TAHAP PENAMPILAN MASALAH
Hal
itu membuat Arya Bera dan Arya Lancana berang. Mereka segera menyebarkan
fitnah, bahwa I Semarawina dan I Jadara telah berbuat tidak senonoh dengan
kedua gadis itu pada saat upacara Pujawali di tanah suci Warampul.
TAHAP PUNCAK KETEGANGAN
Di
tengah letusan Gunung Batur itulah terjadi pertempuran antara pasukan Arya Bera
dengan rombongan dari kerajaan. Arya Bera dan rombongannya berhasil dikalahkan.
TAHAP KETEGANGAN MENURUN
Ni
Nogati meminta pada I Lastiya agar meminta ampun kepada Semarawina sebagaimana
dulu Datuk Kakanda I Kulup Bop, kakek Lastiya yang pernah memiliki dendam
terhadap nenek Semarawina
TAHAP
PENYELESAIAN
Setelah
demikian, Ni Nogati menyerahkan surat Baginda yang harus diserahkan kepada
Semarawina. Baginda memerintahkan kepada Semarawina memimpin pembuatan
bendungan air di Manasa dan mengirim semua pembiayaan bendungan itu. Utusan
yang membawa uang itu tidak lain adalah I Lastiya.
NILAI MORAL
Sebagai manusia kita harus selalu taat dalam
beribadah dan jangan pernah melawan tuhan
NILAI SOSIAL
Kita sebagai manusia sebaiknya saling tolong
menolong untuk mencapai sebuah cita-cita yang tinggi
NILAI PENDIDIKAN
Jadilah seorang yang bijaksana dalam
menentukan apapun dan jangan pernah kamu iri terhadap rezeki orang lain
NILAI ESTETIKA
Didalam buku ini terdapat kesenian dan adat
istiadat bali yang sangat indah sekali seninya
I Swasta Setahun di Bedahulu
Novel karya A.A. Pandji Tisna ini mengisahkan perjalanan hidup
seorang pemuda desa yang miskin hingga menjadi hulubalang istana kesayangan
sang raja dan permaisuri.
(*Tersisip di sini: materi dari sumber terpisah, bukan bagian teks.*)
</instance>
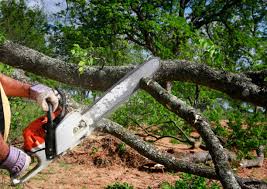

Cerita berlatar daerah Bali ini diawali dengan perjalanan
I Swasta menuju Trunyan hendak mengunjungi saudaranya. Ketika ia beristirahat
di sebuah kandang kuda yang kosong karena kelelahan, ia tertidur. Ketika tidur
itulah I Swasta bermimpi didatangi oleh seorang tua yang menggendong anaknya.
Orang tua itu meminta pada I Swasta agar mau merawat anak perempuan itu.
Karena terasa hawa panas, I Swasta terbangun. Betapa terkejutnya
ia karena hawa panas itu berasal dari seekor harimau yang tiba-tiba masuk ke
kandang kuda kosong yang ia gunakan untuk beristirahat. Karena gelap, binatang
itu tidak melihat dirinya. Harimau itu tampaknya sedang marah karena ia
memporak-porandakan semua benda yang ada di dalam kandang itu. Betapa takutnya
I Swasta. Sebenarnya ia membawa senjata (tombak), sayang senjata itu ia letakkan
di luar kandang.
Ketika hari beranjak pagi, suasana menjadi terang, harimau itu
dapat melihat I Swasta. Harimau itu menarik-narik kain baju I Swasta. Dengan
perjuangan keras, I Swasta berhasil ke luar kandang. Segera ia menutup pintu
kandang sehingga harimau itu terkurung di dalam. Dengan senjata tombaknya, I
Swasta berupaya membunuh harimau itu. Darah mengucur dari tubuh harimau itu,
tetapi anehnya harimau itu tak juga berhasil dilumpuhkannya.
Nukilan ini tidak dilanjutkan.